Dave looked around, then back into the car. The keys were still in the ignition. He nodded. “Yeah. Guess I’ll go home now if that’s alright with you.”
I stood up straight and extended a hand. Dave reached his to mine and I jerked him to his feet, pretty much taking all the weight. I put a friendly hand on his shoulder. “You did good, Dave. You got jumped by guys with more training and experience than you. Next time you’ll watch your six a fraction better. That’s what experience does, long as you survive it.”
He smiled gratefully through the cracked and dried blood that had formed rivulets on his face. “Thanks, Keeler.”
“Don’t mention it.” I held onto his shoulder. Dave looked at me weakly, as if he was now uncertain. The weight of my hand weighing on his fragility. I said, “You sure you want to go home now, Dave?”
He was very confused. “Is there something else?”
“Be good if you could go back to the dock and just kind of hang around there. See if anyone else comes or goes out of the Emerald Allure.”
Dave touched his nose. “But what about the face? I mean, I think I might have been knocked out, Keeler.”
I took his head in my large, callused hands, turned it this way and that way, examining him carefully. Then I locked my eyes on his, pinning him like a plucked butterfly. “I think you’ll live, buddy. Get your ass down to the boat and call me if anything interesting happens. There’s plenty of time to lie in bed after this is all over. Once we’re done here, the winter will be very cozy.”
Dave nodded and I took my hand off his s
houlder. He was grateful.
“Okay. I’ll do that.”
Dave walked around to the driver’s side. I closed the passenger door. He fired up the car and pulled away. I stood watching until he was out of sight, wondering where Willets had gone with all that Chinese take-out. I was willing to bet the farm it was going to be back to the house. I strolled the few blocks to where I’d parked the Toyota.

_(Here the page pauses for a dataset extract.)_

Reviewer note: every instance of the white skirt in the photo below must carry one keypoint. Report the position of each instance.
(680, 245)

Guilfoyle’s rifle case was resting along the back seat. Time to pay another visit to Deckart and Willets.
Thirty-Eight
It didn’t take much more than five minutes to drive up to where the streets were sparse, and the residential housing gave way once more to the Alaskan rainforest. I spotted the gravel driveway leading up to the house where I had first met Deckart and Willets. But this time I wasn’t going to come in the same way. I drove around slowly until I found a parallel street that was higher up the hill. I parked the Land Cruiser in a secluded spot.

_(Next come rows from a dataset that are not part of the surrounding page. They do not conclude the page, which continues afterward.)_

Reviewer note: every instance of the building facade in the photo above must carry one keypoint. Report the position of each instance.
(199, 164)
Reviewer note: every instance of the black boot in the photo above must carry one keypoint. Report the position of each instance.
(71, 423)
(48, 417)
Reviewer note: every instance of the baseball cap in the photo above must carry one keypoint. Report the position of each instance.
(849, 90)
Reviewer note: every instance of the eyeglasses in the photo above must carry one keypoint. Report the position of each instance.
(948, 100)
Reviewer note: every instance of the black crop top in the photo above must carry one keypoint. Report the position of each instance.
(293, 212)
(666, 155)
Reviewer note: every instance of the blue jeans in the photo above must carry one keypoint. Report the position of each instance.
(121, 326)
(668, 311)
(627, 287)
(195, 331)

I stood outside the truck and leaned into the back seat. The long gun case unzipped and I was able to look at it in the weak yellow ceiling light. The 700 is a famous gun, like some kind of gold standard for a rifle. It comes in all kinds of flavors, but Guilfoyle had chosen a classic model in glossy wood, with an olive canvas strap. He hadn’t skimped on the scope. I pulled a handful of rounds from the cardboard box, let them fall into my left jacket pocket. They didn’t quite balance out the reassuring weight of the Glock in my right pocket.
I slipped into the woods with the Remington over my shoulder. It took maybe ten minutes to get to a good spot above the house, about four hundred yards off. Even so, I had to climb into the lower branches of a big spruce tree. Because of the incline, the perch gave me a good view of the house at a three-quarter angle. Two sides of the building presented themselves to me. Once I was nestled up there and relatively comfortable, I raised the gun and uncapped the scope.